I will warn that this recipe is not for the rushed cook or someone who does not LOVE all the processes of canning.

Step 1:
I usually do this step either the night before or early in the morning. You will need some time between this Step 1 and Step 2 to allow the liquid to rest; however you would like to plan is up to you.

Skinned tomatoes getting ready to cook in Step 1

1/2 bushel of tomatoes (26.5 lbs)
These need to be blanched and skinned as per canning procedure. Or in my case I just take out the frozen tomatoes and run them under water to get the skin off.
Place skinned tomatoes in a large stockpot and cook down to a pulp- appox. 30 min.
Process the tomatoes through a food mill. (In this step I usually put half of the mixture through my great grandma's food mill and the other half I process seeds and all with an immersion blender.)
Put the liquid in the fridge and let water come to the surface. Skim water off the surface before Step 2.

Step 2:
3 dozen Paste or Roma tomatoes- blanched and skinned (or frozen tomatoes run under hot water till skin is removed)
4 hot peppers- I use jalapenos or Hungarian Hot Wax Peppers because I grow them- chopped
3 lbs white onions- chopped
2 heads garlic-chopped ( and Yes! it says heads)
Combine all ingredients in Step 2 with 1 pint of olive oil and cook for 30 minutes. Blend with immersion blender until smooth. This will leave you with a bright orange thickened (milkshake like) mixture.

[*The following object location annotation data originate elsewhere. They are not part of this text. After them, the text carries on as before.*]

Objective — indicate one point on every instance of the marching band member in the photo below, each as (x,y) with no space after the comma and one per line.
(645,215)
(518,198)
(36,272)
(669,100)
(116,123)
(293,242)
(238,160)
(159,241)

At this point you will spoon the water off the top of the mixture from Step 1 and add the mixture from Step 2. You will need a huge stockpot to do this. I use a 21 qt canner.
To the mixture you will now add:
8 small cans of tomato paste
1/2 cup salt
1 1/2 cups sugar
1 Tbsp oregano
2 tsp basil
2 Tbsp parsley
(All the herbs in the original recipe are dried but I have added fresh since I have them. If you add fresh, make sure you add at least double all the measurements.)

Cook all together until thick. I like to see the sauce coat the pack of the spoon. Depending on your stove, pan, etc. this should take about an hour. Make sure you are stirring the mixture almost constantly. It is very easy to burn at this step. Make sure you are scrapping the bottom of the pot.

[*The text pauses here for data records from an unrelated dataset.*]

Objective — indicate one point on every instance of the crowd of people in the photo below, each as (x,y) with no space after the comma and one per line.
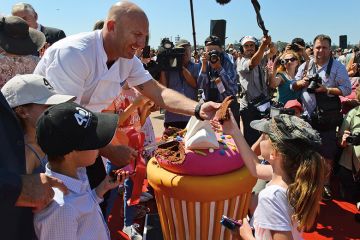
(75,118)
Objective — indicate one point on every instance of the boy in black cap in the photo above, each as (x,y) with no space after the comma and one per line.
(70,135)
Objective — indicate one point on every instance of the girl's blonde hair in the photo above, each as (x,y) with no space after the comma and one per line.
(305,169)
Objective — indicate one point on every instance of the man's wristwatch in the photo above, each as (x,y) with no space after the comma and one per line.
(197,111)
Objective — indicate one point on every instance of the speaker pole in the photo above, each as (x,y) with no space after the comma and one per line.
(193,26)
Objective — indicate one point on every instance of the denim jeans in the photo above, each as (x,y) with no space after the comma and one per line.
(129,211)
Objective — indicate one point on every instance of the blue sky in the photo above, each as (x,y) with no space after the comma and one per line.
(285,19)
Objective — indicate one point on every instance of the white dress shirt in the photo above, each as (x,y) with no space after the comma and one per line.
(76,65)
(76,215)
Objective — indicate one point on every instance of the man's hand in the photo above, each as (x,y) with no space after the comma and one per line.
(37,191)
(119,155)
(208,110)
(343,142)
(266,40)
(321,88)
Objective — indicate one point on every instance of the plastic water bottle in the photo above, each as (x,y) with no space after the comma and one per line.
(220,85)
(201,95)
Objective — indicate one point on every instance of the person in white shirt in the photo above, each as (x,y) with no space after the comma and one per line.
(290,201)
(93,66)
(70,135)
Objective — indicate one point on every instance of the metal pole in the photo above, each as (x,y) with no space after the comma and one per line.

Finished sauce, hot sterilized jars and sterilized lids and rings

Sterilize jars, caps and rings. If you are not sure about the step of sterilization please refer to Ball Canning. Food safety is very important!

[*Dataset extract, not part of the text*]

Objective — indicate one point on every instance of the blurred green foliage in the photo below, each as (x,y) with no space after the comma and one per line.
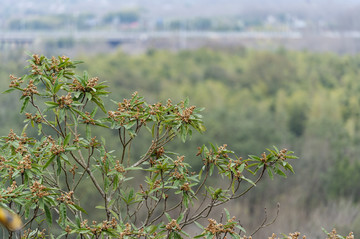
(305,101)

I typically fill quart jars so I have enough sauce for spaghetti, lasagna and other pasta dishes.  I also sometimes like to make a few jelly jars or pint jars. I use these smaller jars for pizza or my portabello mushroom caps. The typical yield is 12 quarts or 24 pints but can differ depending on the amount of water spooned off and how long you cook it down.

Ladling the hot sauce into a quart jar with a canning funnel

Now it is time to fill the jars. At this point, I like to have some sort of assembly line going on and it definitely make it easier if you have a helper. One person to fill jars and the other to place lids. This part gets kind of messy as well, so use old towels. Ladle sauce into desired jars, be sure rims of the jars are clean and top edges are wiped clean. Place lid on top of jar and then screw on ring. Place the jars on a towel on the counter. The lids will begin to pop as the sauce cools. You do not have to put the jars in a water bath. DO NOT store any sauce that the lid has not popped on. These are not sealed and therefore bacteria can get in and spoil the product.